Corpse in a Car Park

Medieval corpse is found in Edinburgh car park.


Let’s consider some of the weird shit we might find on the ground in Edinburgh: a penny maybe, a KFC box, perhaps a few condom wrappers depending on what time The Hive shut that evening.

While digging up a car park in Edinburgh’s Old Town however, council builders managed to find a corpse. Yes, a corpse.

Luckily for Edinburgh’s police inquiry team, this corpse has actually been rotting away for over 700 years, and has been identified as the skeleton of a Medieval knight.

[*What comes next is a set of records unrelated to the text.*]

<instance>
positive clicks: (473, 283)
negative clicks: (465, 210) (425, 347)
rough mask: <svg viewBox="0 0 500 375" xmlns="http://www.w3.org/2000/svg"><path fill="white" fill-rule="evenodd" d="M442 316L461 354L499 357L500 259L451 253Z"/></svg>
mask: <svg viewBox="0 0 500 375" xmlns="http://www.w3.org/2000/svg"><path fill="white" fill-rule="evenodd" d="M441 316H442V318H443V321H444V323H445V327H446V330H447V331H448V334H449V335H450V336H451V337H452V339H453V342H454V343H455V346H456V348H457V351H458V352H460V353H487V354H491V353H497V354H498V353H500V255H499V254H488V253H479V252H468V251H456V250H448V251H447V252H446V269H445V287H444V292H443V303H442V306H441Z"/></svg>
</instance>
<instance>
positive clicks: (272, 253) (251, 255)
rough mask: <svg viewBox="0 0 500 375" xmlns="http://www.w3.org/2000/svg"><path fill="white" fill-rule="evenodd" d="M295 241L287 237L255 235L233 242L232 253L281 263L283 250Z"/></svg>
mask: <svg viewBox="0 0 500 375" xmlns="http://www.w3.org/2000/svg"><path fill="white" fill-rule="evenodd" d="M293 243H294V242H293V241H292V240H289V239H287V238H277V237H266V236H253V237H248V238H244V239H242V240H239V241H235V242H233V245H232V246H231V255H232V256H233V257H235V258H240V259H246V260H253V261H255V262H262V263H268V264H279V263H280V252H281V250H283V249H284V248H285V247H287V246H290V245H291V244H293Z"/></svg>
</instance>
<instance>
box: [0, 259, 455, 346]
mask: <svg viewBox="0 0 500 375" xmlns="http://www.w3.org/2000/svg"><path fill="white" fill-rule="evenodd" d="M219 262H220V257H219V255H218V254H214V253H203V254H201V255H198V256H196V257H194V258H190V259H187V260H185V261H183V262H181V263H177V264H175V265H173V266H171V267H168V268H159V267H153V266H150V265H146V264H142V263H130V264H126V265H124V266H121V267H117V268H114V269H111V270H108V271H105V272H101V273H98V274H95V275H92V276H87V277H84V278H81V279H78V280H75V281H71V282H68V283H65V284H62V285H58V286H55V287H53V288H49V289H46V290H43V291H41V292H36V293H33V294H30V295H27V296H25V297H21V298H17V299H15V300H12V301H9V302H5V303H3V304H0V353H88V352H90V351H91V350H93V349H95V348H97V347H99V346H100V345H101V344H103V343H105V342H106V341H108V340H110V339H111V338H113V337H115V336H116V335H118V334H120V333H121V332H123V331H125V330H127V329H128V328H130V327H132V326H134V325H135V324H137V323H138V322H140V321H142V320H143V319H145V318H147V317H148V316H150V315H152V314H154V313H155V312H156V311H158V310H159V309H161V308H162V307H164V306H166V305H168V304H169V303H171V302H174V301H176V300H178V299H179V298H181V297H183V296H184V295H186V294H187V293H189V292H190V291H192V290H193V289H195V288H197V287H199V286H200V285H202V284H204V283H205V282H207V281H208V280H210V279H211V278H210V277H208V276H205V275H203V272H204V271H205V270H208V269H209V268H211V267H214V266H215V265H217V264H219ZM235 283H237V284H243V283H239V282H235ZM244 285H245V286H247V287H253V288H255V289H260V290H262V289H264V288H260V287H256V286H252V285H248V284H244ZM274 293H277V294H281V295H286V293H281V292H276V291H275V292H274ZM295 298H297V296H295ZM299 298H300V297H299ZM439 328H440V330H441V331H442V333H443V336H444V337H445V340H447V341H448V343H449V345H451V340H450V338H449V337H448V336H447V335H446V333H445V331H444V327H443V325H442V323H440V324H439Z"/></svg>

The guy, who unfortunately now is just a pile of bones, was found next to a stone slab which tells us he was apparently definitely posh, and definitely loaded. Reports say he’d just stopped off in Edinburgh for a spot of lunch at Ye Olde Baguette Express*, and got carried away with time.

 

The stone slab: the vintage ID card.

The discoveries were made by complete accident, when builders were smashing up the car park to make way for Edinburgh’s new ‘Centre for Carbon Innovation’, a building affiliated with Edinburgh University. The new building is apparently going to be the first historic building in the world to achieve ‘outstanding’ status for green efficiency, much to the disappointment of the knight beneath it, who was reportedly dead against the building ever being erected.

The excavation also uncovered the exact location of Blackfriars Monastery, founded by the King of Scotland in 1230, which was later destroyed in the Protestant Reformation over 300 years later.

The exact location of the Knight (the science bit).

 

Richard Lewis, Culture convener for Edinburgh Council told The Tab that the find is “one of the most significant and exciting archaeological discoveries for many years.”

Andy Kerr, a University of Edinburgh alumnus also told us that they want the “new buiding to play a key role in shaping Scotland’s future, as these historical buildings on this site did in their time.”

Can’t we put something a bit more exciting on top of it then? Like a haunted Carbon Emissions centre? Or a Subway?

We assume he looked something like this. Probably.

 

The Tab have been informed that apart from the Knight, who had apparently been campaigning for years against the building, all other historical figures involved are greatly (or gravely) excited about the centre being erected, as they feel their contribution to carbon dating is well and truly over.

 

*It might have been Ye Olde Starbucks, but sources conflict.